Tuesday, May 30, 2023

Quiet Avogadro

Atoms and molecules form the bedrock of chemistry. But in the early days, there was much confusion. Dalton, of Atomic Theory fame, sometimes used the words interchangeably and as a result he thought the formula of water was HO, and that one atom of hydrogen combined with one atom of oxygen to form one atom of water. In 1811, not long after Dalton’s famous treatise on atoms was published, a quiet Italian professor from Turin, Amedeo Avogadro, published his famous treatise on molecules. No famous scientist commented on it. Hardly anyone knew it existed. The quiet Avogadro wasn’t famous nor did he try to be.

 

At the famous 1860 Karlsruhe meeting that brought together the most eminent chemists in the world to solve the confusion wrought by atomic theory and differing weights and measures, Avogadro had already passed away. We might not have known about him, if not for the young firebrand Stanislao Cannizarro who passionately argued that Avogadro’s hypothesis solved all the arguments in a single stroke. The reception was lukewarm, but several esteemed chemists later read Cannizzaro’s pamphlets that were distributed at the conference, and the revolutionary conversion began. Slowly yet surely, Avogadro’s ideas began to percolate through the chemical community.

 


I’ve been reading about the history of chemistry and its early modern founders in Bernard Jaffe’s Crucibles: The Story of Chemistry (From Ancient Alchemy to Nuclear Fusion, 4th revised edition). The chapter on Avogadro is preceded by one on Dalton and another on Berzelius, famous for their contributions to atomic theory and its systematization respectively. In my first day of an introductory chemistry class, I clearly define the terms atom, molecule, compound (and somewhat vaguely define the term element). I spend most of my time on Dalton’s Theory and use the systematic terminology and symbols of Berzelius. Avogadro gets no mention until a few classes later when we discuss the mole.

 

Reading Jaffe’s book reminded me that I have not been giving Avogadro his due. Once again he gets overlooked. His famous hypothesis is present in chemistry textbooks: “Equal volumes of all gases under the same conditions of temperature and pressure contain the same number of molecules.” It doesn’t fit well in that first textbook chapter because for the students to understand the full impact would require us to delve into the properties of gases in detail (which we do later in the semester).
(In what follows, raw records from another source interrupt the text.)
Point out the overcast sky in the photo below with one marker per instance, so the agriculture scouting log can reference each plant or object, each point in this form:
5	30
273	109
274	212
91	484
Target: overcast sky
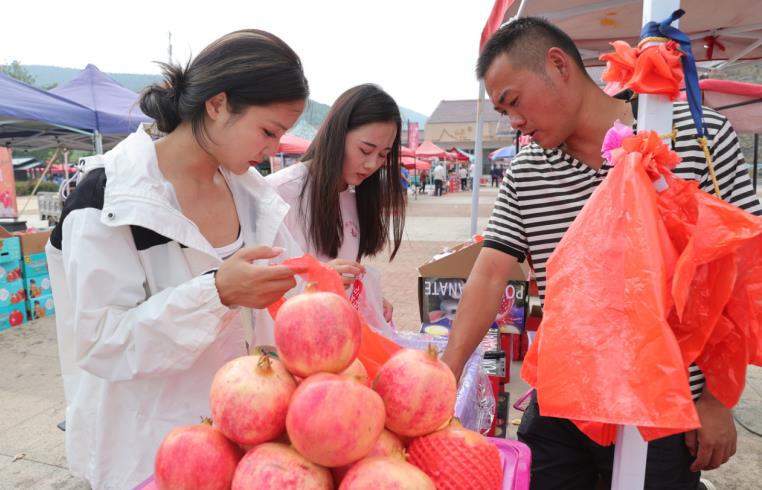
420	51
Ironically, today’s popular G-Chem textbooks sequence the chapters according to the Molecular approach. And I use Avogadro’s clean definition of a molecule on the first day of class. It’s elegant and obvious to the students. We do not know what it was like to experience the confusion of the nineteenth century chemists. I once considered rearranging the material so that Gases would be the running theme throughout the semester, but that never panned out. (I once designed and ran an activity based on Avogadro’s hypothesis for non-science majors classes; I think I only ran it twice.)

 

Avogadro’s name lives on in his eponymous number, which was only established a century after his famous paper. Jean Perrin painstakingly counted tiny particles for weeks on end through a microscope. Not long after, Irving Langmuir proved that the hydrogen molecule contained two hydrogen atoms. Seems so obvious today, but not back then. Avogadro had, in fact, distinguished an integral molecule (of any compound) from a constituent molecule (only containing a single element) which is how we cleanly define a chemical compound as being composed of two or more elements. Jaffe writes that Gay-Lussac, whose observations led to Avogadro’s hypothesis, had “expressed the hope that ‘we are perhaps not far removed from the time when we shall be able to submit the bulk of chemical phenomena to calculation.’ Avogadro’s contribution to chemistry showed the way. It led also to a final agreement as to the true formula for water.” We take it for granted that balancing chemical equations and stoichiometric calculations are fundamental to the science of chemistry, but this was hard-won territory. And it’s thanks to the quiet professor, Amedeo Avogadro, but also his louder champions.